LES CLUBS ONT DES RÈGLES
“Certaines institutions européennes s’arrogent le droit de décider de questions qui ne leur ont pas été attribuées”, a déclaré M. Morawiecki en entrant dans les discussions, qui interviennent deux jours après que la Commission européenne, organe exécutif, a menacé de prendre des mesures contre Varsovie.
“Nous n’agirons pas sous la pression du chantage (…) mais nous parlerons bien sûr de la manière de résoudre les différends actuels par le dialogue.”
Ses homologues occidentaux plus riches sont particulièrement désireux d’empêcher que les contributions en espèces de leurs gouvernements à l’UE ne profitent à des politiciens socialement conservateurs qui, selon eux, sapent les droits de l’homme fixés dans les lois européennes.
“Si vous voulez avoir les avantages d’être dans un club … alors vous devez respecter les règles”, a déclaré le Premier ministre belge Alexander de Croo. “Vous ne pouvez pas être membre d’un club et dire ‘les règles ne s’appliquent pas à moi'”.
Les dirigeants de pays allant de l’Irlande à la France ont exhorté Varsovie à rentrer dans le rang. Le Premier ministre néerlandais Mark Rutte, faisant référence à la refonte judiciaire de la Pologne qui place ses tribunaux sous un plus grand contrôle du gouvernement, a déclaré qu’il était difficile de voir comment de nouveaux financements européens pourraient être acheminés vers le pays d’Europe de l’Est, ajoutant : “Nous devons être fermes”.
Un fonctionnaire de l’UE a déclaré que M. Rutte avait tenu bon lorsque la question a été abordée lors du sommet, mais la plupart des dirigeants ont déclaré que les décisions sur la manière de traiter la Pologne devaient être laissées à la Commission européenne.

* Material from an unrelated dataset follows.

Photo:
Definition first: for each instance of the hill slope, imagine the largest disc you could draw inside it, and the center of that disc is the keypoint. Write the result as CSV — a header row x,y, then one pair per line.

Le parti Droit et Justice (PiS) de M. Morawiecki a fait monter les enchères après des années de querelles de plus en plus âpres avec l’UE sur une série de principes démocratiques, allant de la liberté des tribunaux et des médias aux droits des femmes, des migrants et des personnes LGBT.

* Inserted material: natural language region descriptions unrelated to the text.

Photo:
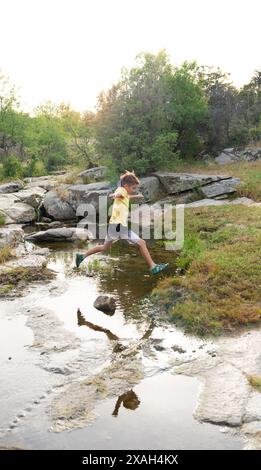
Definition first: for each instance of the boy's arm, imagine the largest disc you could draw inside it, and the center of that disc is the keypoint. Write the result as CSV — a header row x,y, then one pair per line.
x,y
113,195
136,196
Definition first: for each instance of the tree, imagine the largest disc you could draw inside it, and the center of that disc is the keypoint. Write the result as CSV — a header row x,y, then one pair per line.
x,y
151,116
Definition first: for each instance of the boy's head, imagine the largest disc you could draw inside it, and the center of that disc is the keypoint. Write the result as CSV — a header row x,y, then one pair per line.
x,y
129,181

Pour l’instant, la Commission a interdit à Varsovie d’utiliser les 36 milliards d’euros de subventions et de prêts qu’elle a demandés aux fonds européens pour aider son économie à se remettre de la pandémie de COVID-19.
La plus haute juridiction de l’UE pourrait également infliger de nouvelles amendes à la Pologne, le plus grand pays ex-communiste de l’UE, qui compte 38 millions d’habitants.

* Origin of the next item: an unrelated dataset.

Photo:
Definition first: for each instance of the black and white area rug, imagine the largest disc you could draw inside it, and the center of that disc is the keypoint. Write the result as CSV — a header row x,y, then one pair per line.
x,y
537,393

Pour l’Union européenne, ce nouveau rebondissement dans les querelles avec le parti eurosceptique PiS intervient à un moment délicat. L’année dernière, l’UE a fait un bond en avant vers une intégration plus étroite en acceptant d’emprunter conjointement 750 milliards d’euros pour financer la reprise économique post-pandémique, en surmontant la forte résistance des riches États du Nord.
PAS DE “POLEXIT
M. Morawiecki a écarté l’idée d’un “Polexit”, c’est-à-dire d’une sortie de l’Union européenne, et le soutien populaire à l’adhésion reste de 88 % en Pologne, qui a énormément bénéficié des fonds européens depuis son adhésion en 2004.
Mais Varsovie, soutenue par le Premier ministre hongrois Viktor Orban, veut rendre les pouvoirs aux capitales nationales et s’en prend à ce qu’elle considère comme des pouvoirs excessifs de la Commission européenne.
“La Pologne est l’un des meilleurs pays européens. Il n’y a pas besoin de sanctions, c’est ridicule”, a déclaré M. Orban.
Alors que beaucoup se sont montrés de plus en plus frustrés par l’échec des tentatives de convaincre Varsovie de changer de cap, la chancelière allemande sortante Angela Merkel a mis en garde contre l’isolement de la Pologne.
“Nous devons trouver des moyens de revenir ensemble”, a-t-elle déclaré, ajoutant que porter de multiples affaires contre la Pologne devant la Cour de justice de l’Union européenne n’était pas une solution.
Son influence est toutefois affaiblie alors que la vétérane de plus de 100 sommets au cours de ses 16 années au pouvoir se rend à Bruxelles pour ce qui pourrait être son dernier rassemblement de dirigeants européens avant de passer la main à un nouveau chancelier allemand.